The following is a description of what we will go through during this week of the course. The chapter references and computer exercises are considered read, understood, and solved by the beginning of the following class, where I'll shortly go through the exercise solution.

General notes, links, and comments:
  • Louis Lyons discussing discovery levels:: 1310.1284v1_LouisLyons_Why5sigma.pdf
  • Comparison between different tests for normality:: Power_Comparisons_of_Shapiro-Wilk_Kolmogorov-Smirn.pdf
  • Illustration of ROC curves: ROCcurves_GaussianSeparations.pdf
  • Animation of ROC curves: basic_animation.mp4
  • Paper of George Marsaglia on testing random numbers:: Random Number Generators

    "Extraordinary claims require extraordinary evidence" [P.S. Laplace (1814), Marcello Truzzi (1978), Carl Sagan (1980)]

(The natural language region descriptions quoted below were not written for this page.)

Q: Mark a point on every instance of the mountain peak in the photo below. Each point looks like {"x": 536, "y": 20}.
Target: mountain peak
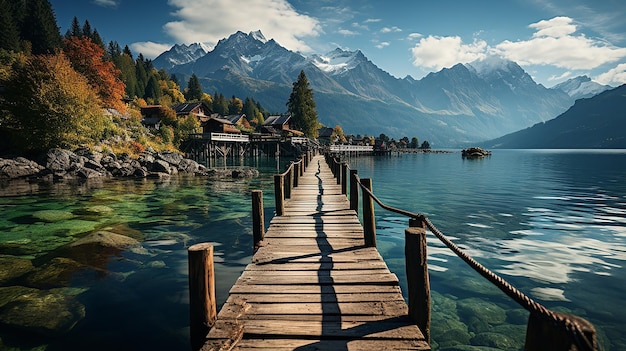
{"x": 338, "y": 60}
{"x": 258, "y": 36}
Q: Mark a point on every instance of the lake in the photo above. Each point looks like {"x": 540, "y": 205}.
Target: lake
{"x": 551, "y": 222}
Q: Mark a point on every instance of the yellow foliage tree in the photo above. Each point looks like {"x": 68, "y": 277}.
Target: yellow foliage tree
{"x": 51, "y": 105}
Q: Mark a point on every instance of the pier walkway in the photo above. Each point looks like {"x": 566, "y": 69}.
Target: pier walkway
{"x": 314, "y": 285}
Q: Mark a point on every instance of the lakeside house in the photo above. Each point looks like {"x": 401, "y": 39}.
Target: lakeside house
{"x": 279, "y": 125}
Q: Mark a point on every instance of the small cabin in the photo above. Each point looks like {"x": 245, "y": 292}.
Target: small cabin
{"x": 279, "y": 125}
{"x": 218, "y": 124}
{"x": 200, "y": 109}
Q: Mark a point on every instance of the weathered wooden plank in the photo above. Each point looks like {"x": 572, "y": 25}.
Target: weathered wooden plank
{"x": 314, "y": 289}
{"x": 313, "y": 285}
{"x": 330, "y": 345}
{"x": 280, "y": 279}
{"x": 376, "y": 308}
{"x": 319, "y": 298}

    This statement refers to the fact, that the business of hypothesis testing is to assign a probability of one hypothesis compared to an alternative. Whether or not the value of this probabilty is "enough" to make any claims, is up to circumstances and the individual case, as statistics does not provide any pre-defined decision boundary... only guidelines (See Louis Lyons above).

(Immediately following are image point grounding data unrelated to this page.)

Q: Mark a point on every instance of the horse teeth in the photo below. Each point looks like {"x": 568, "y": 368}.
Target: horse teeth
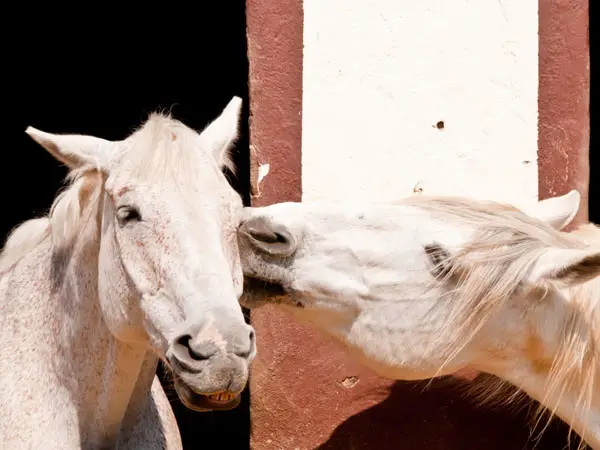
{"x": 222, "y": 396}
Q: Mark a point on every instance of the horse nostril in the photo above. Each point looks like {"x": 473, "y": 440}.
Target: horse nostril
{"x": 185, "y": 343}
{"x": 246, "y": 354}
{"x": 270, "y": 238}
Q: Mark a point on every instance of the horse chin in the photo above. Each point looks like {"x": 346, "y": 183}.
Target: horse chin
{"x": 219, "y": 401}
{"x": 259, "y": 292}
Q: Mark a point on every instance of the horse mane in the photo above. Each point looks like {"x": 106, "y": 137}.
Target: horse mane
{"x": 162, "y": 147}
{"x": 62, "y": 224}
{"x": 488, "y": 272}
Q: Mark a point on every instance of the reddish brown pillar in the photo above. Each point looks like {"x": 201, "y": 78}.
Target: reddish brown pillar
{"x": 564, "y": 100}
{"x": 305, "y": 392}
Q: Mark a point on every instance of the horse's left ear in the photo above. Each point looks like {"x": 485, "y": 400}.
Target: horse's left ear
{"x": 557, "y": 211}
{"x": 219, "y": 136}
{"x": 567, "y": 267}
{"x": 73, "y": 150}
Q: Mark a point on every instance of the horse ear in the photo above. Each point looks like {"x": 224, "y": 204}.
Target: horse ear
{"x": 218, "y": 137}
{"x": 73, "y": 150}
{"x": 567, "y": 267}
{"x": 557, "y": 211}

    I believe in evidence. I believe in observation, measurement, and reasoning, confirmed by independent observers. I'll believe anything, no matter how wild and ridiculous, if there is evidence for it. The wilder and more ridiculous something is, however, the firmer and more solid the evidence will have to be.” [Isaac Asimov, The Roving Mind]


    Monday:
    In the lecture, we will mainly focus on discussion of the TableMeasurement (in Aud. A), which covers both the philosophy of data handling and analysis, and actually also the construction of fits.
    In the exercises we will work on the project experiment data, doing our best to answer any final questions and consider possible experimental discrepancies.

    Reading:
  • Barlow, chapter 7.2
    Lecture(s):
  • Table Measurement Solution/Discussion
  • Simpson's Paradox
  • Recording of Lecture video.
    Computer Exercise(s):
  • Work on the project data analysis (or previous exercises).


    Tuesday:
    The main theme of this week will be Hypothesis testing. In addition to the ChiSquare test, there are several other tests, some simple (one/two sample tests) and some more conceptually challenging (Kolmogorov test, Wald-Wolfowitz runs test, and Anderson Darling's test). We will start with an exercise gently introducing the subject.

    Reading:
  • Barlow, chapter 8 on hypothesis testing (in particular 8.1-8.3).
  • Cohen, chapter 4 on hypothesis testing (perhaps omitting 4.2-4.4).
    Lecture(s):
  • Coincidences
  • Hypothesis Testing
  • Recording of Lecture video.
    Computer Exercise(s):
  • Hypothesis testing: HypothesisTests_original.ipynb
  • Producing a ROC curve: MakeROCfigure.ipynb (for illustration)
  • Illustration/Animation of ROC curve (requires additional Python packages): MakeROCfigure_animation.ipynb

    Friday:
    The lecture will discuss how to concretely implement a hypothesis test. The example data considered are the "random" numbers (most of) you gave in the course questionnaire. Are these really random, and more importantly: How would you test this?.
    Following this lecture and discussion, the exercise we will exactly to implement different tests for your own random (?) data, and determining which sample is human.

    Reading:
  • Same as for Tuesday (hypothesis testing).
  • Test inspiration from the Diehard Tests.
    Lecture(s):
  • Testing random numbers
  • Confidence Intervals And Limits
  • Recording of Lecture video.
    Computer Exercise(s):
  • Random Digits Test: RandomDigitsTest_original.ipynb,
  • data_RandomDigits2023_A.txt,
  • data_RandomDigits2023_B.txt,
  • data_RandomDigits2023_C.txt,
  • data_RandomDigits2023_D.txt,
  • data_RandomDigits2023_E.txt, and
  • data_RandomDigits2023_F.txt,
    For a large scale test, try one million digits of pi: pi1000000.txt
    In order to see, if you can test individuals ability to produce randon numbers, consider this data file (from 2017 - just to keep people anonymous): PersonsDigitsForTest2017.txt
    Last updated: 9th of December 2023.